Large agencies are slow and generic. Small, specialized intermediaries can adapt more quickly, build more personal relationships with clients, and know their target audience inside and out. That is the opening.
What to expect
Those who think that starting an employment agency is all about matching people are right, but that is only the fun part. Behind the scenes, there are obligations that should not be underestimated.
Payroll administration is complex and error-prone. You pay the wages of temporary workers upfront, even if the client has not yet paid. This requires a healthy liquidity position. Additionally, you have to deal with collective labor agreement obligations, sick leave and reintegration, tax returns, and liability issues. Treating this as a side issue will lead to problems sooner or later.
And then there is the legislation and regulations surrounding the employment itself, which have been significantly tightened in recent years. The Act on the Provision of Labor, certification requirements, membership in ABU or NBBU: these are not details.
Starting without carrying the administrative burden alone
This is the difference between startups that survive and those that grow. Most new intermediaries try to handle everything themselves. Understandably, because overhead feels like a cost item. But time spent on payroll administration and accounts receivable management does not go towards finding new clients.
The smart approach is to outsource the back office to a party that has specifically built this for employment agencies. A party that arranges the pre-financing, takes over payroll processing, and monitors the legal framework. Starting an employment agency without getting stuck in administration: that is exactly what specialized back office partners are built for.
Such a partner typically works with an online portal. Entering hours, viewing invoices, reporting changes: everything in one place. Yaper Backoffice is an example of this; a system specifically built for intermediaries who want to focus on the work itself, not the hassle around it.
What a good business plan must not miss
Starting as an entrepreneur always requires a clear plan, and this is especially true for an employment agency. Define your niche sharply: are you targeting a specific sector, a certain region, or a particular target group? The broader you start, the harder it is to differentiate yourself.
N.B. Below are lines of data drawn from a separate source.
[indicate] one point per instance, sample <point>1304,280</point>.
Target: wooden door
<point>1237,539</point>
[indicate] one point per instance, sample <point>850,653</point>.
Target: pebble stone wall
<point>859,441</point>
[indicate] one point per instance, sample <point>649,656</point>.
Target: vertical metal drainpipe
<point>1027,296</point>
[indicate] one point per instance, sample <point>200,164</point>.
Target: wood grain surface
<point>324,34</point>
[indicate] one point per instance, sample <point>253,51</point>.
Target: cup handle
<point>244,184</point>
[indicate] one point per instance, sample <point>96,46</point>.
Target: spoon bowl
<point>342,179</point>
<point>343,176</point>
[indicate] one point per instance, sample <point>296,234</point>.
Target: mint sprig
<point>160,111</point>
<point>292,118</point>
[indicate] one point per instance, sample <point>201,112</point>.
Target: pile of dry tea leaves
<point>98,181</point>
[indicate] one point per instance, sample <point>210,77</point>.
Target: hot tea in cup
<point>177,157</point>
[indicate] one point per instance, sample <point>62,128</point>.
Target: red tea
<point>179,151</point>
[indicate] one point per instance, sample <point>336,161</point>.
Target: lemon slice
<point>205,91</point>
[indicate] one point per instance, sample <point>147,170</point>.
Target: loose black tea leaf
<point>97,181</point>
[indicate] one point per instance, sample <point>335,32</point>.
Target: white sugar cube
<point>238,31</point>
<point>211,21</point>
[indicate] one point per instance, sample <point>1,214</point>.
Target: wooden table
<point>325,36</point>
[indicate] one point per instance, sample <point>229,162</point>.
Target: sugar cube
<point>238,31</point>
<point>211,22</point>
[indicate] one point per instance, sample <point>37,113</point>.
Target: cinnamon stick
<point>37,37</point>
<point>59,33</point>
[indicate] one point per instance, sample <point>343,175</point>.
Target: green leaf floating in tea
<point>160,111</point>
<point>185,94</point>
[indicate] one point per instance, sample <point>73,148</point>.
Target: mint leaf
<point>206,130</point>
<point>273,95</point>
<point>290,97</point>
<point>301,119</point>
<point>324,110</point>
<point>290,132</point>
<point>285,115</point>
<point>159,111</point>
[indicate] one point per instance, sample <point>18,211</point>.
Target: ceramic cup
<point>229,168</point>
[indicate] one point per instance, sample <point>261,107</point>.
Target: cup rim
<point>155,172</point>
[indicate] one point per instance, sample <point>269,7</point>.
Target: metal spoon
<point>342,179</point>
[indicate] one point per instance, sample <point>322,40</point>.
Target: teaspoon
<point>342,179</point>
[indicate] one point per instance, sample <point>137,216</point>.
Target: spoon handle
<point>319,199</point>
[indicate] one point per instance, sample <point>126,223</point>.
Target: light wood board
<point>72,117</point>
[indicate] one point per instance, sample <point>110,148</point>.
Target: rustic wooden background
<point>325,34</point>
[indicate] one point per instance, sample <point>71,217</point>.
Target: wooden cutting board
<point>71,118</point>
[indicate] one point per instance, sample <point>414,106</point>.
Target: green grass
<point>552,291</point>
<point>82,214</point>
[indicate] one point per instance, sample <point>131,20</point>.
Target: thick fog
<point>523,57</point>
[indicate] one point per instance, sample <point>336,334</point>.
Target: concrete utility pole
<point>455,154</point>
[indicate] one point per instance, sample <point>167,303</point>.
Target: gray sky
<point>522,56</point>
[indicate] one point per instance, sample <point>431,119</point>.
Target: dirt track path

Calculate your liquidity needs realistically. How many weeks can you pre-finance wages without your cash flow becoming tight? Suppose you have ten temporary workers who work forty hours a week: then you have a significant amount to bridge weekly before the invoice is paid by the client.
Also, consciously choose your first clients. One large client who wants thirty people immediately is tempting, but it can overload your back office if you are not yet operational at scale. Start controlled, scale up once the processes are in place.
The first step is not a big leap
Building an employment agency does not have to start with a large office and a full team. It starts with a sharp idea, a solid network, and the willingness to organize the operational burden smartly. Those who handle this well have a real competitive advantage. The demand for flexible staff is not going away. The question is only who is well positioned enough to meet that demand.